For Top 100 Firm Armanino, that means getting clients and prospects up to speed on the idea of digital transformation, according to chief growth and innovation officer Tom Mescall. With technology revolutionizing every aspect of modern life — he cited examples as wide-ranging as digital door locks, smart barbecue smokers, and electronic banking — businesses need to prepare themselves for a world where every company is a technology company.
Three years ago, Armanino launched two initiatives to help clients wrap their heads around this tech-based future: its Artificial Intelligence Lab, which lets clients prototype ideas and experiments around AI, and DataVue, which aims to get them engaged with digital transformation.
“One of the challenges for CEOs is, ‘I’ve read about digital transformation, I’ve read about artificial intelligence, I read about some of the new things that I should be considering, but I don’t really know what any of it means,’” Mescall said. “So we’re trying to align with our clients to help them get out of the starting gate to build confidence and, most importantly, to build knowledge around these capabilities and topics.”
“DataVue is more thought leadership than a service offering,” he continued. “How do you embrace technology to make sure that you’re staying on pace with your industry — or leading it? How do you lean into the technology disruption and be a leader, and not be challenged with relevancy in the future?”
As much as DataVue involves thought leadership, it’s also surrounded by plenty of services and products, involving everything from process efficiency to empowering a client’s remote employees to large-scale change management projects: The most common elements are a client need and a technology-related solution, often with a strong element of data analysis.

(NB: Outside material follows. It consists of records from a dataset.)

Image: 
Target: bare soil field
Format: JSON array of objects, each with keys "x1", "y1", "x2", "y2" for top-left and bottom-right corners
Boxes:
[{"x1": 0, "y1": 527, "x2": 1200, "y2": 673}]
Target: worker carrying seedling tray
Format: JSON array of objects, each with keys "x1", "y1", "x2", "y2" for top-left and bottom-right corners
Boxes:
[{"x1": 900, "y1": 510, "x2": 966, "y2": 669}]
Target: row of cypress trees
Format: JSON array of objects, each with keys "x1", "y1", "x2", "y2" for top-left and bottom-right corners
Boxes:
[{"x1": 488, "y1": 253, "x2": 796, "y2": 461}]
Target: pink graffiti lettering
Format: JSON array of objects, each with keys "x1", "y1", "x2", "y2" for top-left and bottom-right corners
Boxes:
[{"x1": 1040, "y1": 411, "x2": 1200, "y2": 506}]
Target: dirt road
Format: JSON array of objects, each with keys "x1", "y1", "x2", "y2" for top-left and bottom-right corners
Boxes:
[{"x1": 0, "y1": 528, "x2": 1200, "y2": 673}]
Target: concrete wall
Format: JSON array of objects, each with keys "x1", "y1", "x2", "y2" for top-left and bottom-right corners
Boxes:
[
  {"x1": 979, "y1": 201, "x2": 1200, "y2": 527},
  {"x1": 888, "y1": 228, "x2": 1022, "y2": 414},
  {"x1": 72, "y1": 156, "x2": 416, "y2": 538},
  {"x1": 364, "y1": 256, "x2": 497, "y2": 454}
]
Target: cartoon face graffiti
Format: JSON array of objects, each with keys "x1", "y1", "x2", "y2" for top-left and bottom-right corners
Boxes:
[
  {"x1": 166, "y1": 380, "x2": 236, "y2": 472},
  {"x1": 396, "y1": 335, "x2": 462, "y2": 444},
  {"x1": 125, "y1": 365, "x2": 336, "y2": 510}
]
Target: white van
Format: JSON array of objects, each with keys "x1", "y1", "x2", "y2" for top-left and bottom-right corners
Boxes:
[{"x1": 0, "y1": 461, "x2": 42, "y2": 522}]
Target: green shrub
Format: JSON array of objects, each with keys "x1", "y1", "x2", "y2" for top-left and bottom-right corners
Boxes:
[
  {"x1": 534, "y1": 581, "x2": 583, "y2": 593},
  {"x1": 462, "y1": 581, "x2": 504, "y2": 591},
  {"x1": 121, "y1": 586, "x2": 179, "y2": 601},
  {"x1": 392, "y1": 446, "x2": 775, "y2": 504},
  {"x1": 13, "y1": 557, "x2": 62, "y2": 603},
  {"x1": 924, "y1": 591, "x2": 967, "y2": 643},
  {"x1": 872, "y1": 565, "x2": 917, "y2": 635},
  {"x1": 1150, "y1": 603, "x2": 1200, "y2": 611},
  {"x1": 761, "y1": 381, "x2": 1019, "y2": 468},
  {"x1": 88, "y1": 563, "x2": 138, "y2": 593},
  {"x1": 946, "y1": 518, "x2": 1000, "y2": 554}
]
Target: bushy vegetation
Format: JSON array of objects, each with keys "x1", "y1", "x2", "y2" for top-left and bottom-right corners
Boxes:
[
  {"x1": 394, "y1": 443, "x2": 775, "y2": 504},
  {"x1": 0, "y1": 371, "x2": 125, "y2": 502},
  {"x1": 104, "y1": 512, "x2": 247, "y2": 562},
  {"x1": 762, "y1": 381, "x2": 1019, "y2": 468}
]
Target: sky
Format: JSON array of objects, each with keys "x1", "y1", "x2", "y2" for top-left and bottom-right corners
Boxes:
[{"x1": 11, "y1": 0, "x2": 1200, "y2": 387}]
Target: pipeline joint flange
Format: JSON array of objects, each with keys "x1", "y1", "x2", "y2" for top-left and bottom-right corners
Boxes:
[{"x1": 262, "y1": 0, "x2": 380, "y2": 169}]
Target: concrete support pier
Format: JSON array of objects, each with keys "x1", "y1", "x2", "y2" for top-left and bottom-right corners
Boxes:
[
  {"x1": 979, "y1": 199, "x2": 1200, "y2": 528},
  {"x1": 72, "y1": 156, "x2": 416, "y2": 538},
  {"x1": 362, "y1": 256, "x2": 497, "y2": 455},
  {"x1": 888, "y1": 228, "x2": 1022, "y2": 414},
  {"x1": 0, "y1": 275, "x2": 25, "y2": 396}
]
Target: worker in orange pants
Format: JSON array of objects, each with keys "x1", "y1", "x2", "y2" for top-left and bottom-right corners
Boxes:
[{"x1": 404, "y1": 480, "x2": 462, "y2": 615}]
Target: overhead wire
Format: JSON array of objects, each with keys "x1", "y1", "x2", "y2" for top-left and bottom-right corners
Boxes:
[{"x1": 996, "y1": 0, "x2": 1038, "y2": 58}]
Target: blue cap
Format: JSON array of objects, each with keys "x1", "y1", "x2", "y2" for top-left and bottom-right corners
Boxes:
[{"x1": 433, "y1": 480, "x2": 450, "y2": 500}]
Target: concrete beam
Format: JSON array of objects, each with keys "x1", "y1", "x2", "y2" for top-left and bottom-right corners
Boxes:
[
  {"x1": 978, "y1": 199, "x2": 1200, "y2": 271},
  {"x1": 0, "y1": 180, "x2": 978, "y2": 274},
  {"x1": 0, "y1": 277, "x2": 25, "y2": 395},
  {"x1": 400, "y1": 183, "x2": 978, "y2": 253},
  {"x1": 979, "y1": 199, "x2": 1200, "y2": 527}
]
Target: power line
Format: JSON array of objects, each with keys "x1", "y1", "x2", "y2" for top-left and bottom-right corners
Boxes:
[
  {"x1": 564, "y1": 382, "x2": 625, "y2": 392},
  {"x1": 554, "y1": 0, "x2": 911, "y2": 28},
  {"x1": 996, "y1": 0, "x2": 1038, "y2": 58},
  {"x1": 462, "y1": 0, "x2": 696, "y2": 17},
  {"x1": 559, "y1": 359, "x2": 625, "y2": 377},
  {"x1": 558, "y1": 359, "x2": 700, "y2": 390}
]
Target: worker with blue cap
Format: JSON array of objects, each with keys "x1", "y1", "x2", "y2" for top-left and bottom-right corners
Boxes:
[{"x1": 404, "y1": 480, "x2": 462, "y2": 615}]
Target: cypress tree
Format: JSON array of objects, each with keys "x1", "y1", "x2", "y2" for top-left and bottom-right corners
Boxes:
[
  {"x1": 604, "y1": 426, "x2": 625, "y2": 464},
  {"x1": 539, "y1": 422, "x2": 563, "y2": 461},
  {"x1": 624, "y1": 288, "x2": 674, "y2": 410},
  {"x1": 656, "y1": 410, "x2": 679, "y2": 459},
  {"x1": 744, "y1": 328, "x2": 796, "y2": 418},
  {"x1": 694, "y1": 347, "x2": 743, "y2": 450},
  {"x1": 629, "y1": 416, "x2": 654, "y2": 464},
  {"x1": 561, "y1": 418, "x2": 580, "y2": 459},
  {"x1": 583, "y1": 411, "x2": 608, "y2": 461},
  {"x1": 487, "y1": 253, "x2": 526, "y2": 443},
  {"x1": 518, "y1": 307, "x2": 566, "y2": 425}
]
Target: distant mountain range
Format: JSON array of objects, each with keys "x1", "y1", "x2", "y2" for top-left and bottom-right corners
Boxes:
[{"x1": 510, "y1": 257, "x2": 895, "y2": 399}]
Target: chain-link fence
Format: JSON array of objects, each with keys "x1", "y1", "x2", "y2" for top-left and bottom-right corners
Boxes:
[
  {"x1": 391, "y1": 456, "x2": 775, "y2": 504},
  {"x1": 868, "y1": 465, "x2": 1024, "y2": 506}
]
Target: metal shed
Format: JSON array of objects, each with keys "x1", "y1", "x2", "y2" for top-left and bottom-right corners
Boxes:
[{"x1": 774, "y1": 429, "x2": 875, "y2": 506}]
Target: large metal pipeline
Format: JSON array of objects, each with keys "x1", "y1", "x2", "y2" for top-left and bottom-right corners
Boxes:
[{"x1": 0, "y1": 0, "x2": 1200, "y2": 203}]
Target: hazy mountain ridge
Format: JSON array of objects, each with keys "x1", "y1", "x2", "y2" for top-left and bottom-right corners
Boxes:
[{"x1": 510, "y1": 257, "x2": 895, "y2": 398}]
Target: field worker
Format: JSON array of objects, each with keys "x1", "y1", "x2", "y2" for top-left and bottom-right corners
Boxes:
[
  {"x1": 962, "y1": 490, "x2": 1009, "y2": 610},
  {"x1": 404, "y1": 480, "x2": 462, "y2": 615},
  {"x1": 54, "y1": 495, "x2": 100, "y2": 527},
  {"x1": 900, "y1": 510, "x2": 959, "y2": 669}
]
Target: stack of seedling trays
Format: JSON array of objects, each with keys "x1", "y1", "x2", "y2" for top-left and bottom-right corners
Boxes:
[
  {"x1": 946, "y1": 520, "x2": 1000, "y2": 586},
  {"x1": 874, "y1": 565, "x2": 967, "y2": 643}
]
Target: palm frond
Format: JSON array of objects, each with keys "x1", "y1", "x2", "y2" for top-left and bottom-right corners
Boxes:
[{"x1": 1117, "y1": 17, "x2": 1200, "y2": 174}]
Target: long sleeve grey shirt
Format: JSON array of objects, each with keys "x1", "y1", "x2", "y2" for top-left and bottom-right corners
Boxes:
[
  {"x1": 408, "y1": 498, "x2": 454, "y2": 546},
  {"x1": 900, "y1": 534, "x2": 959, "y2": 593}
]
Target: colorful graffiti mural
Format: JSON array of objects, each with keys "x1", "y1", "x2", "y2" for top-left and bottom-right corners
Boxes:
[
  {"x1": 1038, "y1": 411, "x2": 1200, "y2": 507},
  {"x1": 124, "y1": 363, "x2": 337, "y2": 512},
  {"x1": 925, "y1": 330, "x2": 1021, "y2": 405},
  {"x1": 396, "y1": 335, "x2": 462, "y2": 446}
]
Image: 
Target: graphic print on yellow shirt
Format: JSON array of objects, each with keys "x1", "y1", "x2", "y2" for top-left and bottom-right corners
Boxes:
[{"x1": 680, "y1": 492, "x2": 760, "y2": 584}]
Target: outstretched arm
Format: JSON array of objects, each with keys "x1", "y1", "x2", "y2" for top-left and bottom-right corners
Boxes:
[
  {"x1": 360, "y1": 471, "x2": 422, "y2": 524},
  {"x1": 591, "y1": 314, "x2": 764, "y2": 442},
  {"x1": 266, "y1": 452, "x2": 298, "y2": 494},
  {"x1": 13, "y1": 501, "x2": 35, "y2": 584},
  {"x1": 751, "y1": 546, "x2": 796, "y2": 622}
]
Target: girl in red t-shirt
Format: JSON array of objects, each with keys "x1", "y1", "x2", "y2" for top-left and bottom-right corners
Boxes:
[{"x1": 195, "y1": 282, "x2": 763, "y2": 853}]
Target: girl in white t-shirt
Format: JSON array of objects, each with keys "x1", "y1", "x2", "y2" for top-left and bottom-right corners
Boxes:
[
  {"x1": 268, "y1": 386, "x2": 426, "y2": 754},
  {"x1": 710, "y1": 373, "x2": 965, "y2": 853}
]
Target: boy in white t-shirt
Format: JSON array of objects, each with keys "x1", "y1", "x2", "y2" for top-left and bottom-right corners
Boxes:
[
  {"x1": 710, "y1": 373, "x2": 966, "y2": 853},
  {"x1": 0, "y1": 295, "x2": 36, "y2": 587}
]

That customer need can be explicit, or it can be fairly broad and unformed, according to Mescall: “It comes in both flavors, where companies are saying, ‘I have a specific need, I really want to solve it; how have you solved it for others or what are your ideas on it?’ That’s pretty targeted. The others are saying, ‘We’re changing, we’re growing, we’re buying companies, we’re expanding globally, we are entering new markets — how can you guys help us think through all that?’”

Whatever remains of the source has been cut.